China is preparing to establish a sizable solar panel module plant in Malaysia while at the same time in Laos it is taking steps to construct a 580 km highway. This is part of a much larger campaign to cultivate goodwill and economic ties with Southeast Asian countries. The campaign in turn is a response to attempts made by the United States to blunt China’s spreading influence across the region.
On June 24 Malaysia’s Ministry of International Trade and Industry announced that Risen Energy, which is a titan of China’s solar energy industry, will construct the plant. The company has made an investment promise totalling approximately $10.1 billion in Malaysia’s photovoltaic industry.
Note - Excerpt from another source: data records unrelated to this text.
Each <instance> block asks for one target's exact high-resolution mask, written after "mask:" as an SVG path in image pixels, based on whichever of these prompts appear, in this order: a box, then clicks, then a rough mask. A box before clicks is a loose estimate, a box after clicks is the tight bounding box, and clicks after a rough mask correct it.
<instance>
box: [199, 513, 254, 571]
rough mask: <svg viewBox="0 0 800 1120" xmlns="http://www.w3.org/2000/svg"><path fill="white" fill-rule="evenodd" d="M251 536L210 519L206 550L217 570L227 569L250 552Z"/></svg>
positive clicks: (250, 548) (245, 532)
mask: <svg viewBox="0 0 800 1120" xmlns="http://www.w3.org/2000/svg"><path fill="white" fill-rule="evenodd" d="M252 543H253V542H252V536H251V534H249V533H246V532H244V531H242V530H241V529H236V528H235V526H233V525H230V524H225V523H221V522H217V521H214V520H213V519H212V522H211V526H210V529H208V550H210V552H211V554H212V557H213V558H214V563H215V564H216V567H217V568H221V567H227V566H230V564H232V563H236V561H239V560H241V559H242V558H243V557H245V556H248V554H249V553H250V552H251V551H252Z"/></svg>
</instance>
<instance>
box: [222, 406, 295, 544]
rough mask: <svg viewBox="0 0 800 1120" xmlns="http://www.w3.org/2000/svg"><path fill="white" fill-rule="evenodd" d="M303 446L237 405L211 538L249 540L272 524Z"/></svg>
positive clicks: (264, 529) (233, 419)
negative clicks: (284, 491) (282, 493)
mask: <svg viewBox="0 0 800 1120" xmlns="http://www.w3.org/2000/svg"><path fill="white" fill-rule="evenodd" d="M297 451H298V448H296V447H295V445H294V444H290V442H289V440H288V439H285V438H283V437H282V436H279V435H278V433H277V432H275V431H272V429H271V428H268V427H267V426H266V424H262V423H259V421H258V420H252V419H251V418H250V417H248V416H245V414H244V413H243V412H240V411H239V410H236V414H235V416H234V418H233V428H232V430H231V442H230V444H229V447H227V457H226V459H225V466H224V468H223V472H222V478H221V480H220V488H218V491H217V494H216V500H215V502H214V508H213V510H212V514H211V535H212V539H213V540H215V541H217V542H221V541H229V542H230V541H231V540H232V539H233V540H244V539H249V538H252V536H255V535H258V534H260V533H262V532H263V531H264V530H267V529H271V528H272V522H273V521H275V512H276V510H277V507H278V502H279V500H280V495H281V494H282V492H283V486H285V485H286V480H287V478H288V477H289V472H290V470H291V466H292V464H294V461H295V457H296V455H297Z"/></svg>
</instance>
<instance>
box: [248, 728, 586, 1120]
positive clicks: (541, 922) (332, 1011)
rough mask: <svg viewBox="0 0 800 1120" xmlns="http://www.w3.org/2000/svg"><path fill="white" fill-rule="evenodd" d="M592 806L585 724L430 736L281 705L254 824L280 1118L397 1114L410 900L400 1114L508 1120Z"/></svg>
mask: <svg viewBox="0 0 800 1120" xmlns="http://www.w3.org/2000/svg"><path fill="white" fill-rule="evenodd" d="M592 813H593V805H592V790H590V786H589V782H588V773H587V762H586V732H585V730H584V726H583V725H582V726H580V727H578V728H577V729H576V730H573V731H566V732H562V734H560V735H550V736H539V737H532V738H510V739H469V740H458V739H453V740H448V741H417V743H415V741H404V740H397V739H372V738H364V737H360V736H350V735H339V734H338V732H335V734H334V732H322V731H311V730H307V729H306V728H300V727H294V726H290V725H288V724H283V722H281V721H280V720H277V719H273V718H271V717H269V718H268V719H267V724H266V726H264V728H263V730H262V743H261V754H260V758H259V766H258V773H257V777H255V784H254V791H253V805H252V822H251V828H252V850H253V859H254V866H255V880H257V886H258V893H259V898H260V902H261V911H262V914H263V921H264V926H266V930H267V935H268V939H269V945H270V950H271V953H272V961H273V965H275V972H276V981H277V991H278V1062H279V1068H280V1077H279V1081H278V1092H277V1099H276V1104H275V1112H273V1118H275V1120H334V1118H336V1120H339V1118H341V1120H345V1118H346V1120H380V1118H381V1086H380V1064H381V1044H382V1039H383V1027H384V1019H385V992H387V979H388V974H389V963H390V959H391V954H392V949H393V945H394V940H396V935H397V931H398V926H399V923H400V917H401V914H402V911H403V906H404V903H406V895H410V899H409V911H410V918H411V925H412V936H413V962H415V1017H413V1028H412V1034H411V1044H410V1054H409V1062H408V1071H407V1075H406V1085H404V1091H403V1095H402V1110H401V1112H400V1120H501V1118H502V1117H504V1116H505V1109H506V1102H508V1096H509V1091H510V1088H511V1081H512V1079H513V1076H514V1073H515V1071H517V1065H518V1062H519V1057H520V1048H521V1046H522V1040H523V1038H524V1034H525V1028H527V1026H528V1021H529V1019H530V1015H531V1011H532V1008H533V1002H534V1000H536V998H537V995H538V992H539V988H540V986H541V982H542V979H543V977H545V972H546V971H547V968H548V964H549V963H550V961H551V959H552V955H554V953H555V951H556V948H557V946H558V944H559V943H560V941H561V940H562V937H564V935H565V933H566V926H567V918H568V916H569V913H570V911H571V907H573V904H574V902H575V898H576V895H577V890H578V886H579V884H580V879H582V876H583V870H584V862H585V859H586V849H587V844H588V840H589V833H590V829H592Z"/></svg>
Prior to that announcement on June 23 an online meeting was held involving Chinese officials and the cabinet ministers of countries that were already partners in the larger Belt and Road initiative. These countries were offered COVID-19 vaccines and cooperation from the larger country amidst their difficult transitions into low-carbon economies.
It would be no surprise if the investment activity of Risen Energy was heavily tied to the decisions of policymakers in Beijing. China’s aggressive investment campaign across Southeast Asia consists of similar programs of economic aid coupled with massive infrastructure projects.
The campaign is suspected by many as a way to advance the country’s foreign policy interests while at the same blunting the United States’ efforts to do the same in Southeast Asia. China’s efforts could also be an attempt to ameliorate Southeast Asian countries in regards to the buildup of Chinese forces and military infrastructure in the South China Sea.
Earlier in the same month as the above two occurrences, on June 7 various foreign ministers physically met with each other for the first time in about 16 months at the Association of Southeast Asian Nations. The event was hosted in Chongqing, China.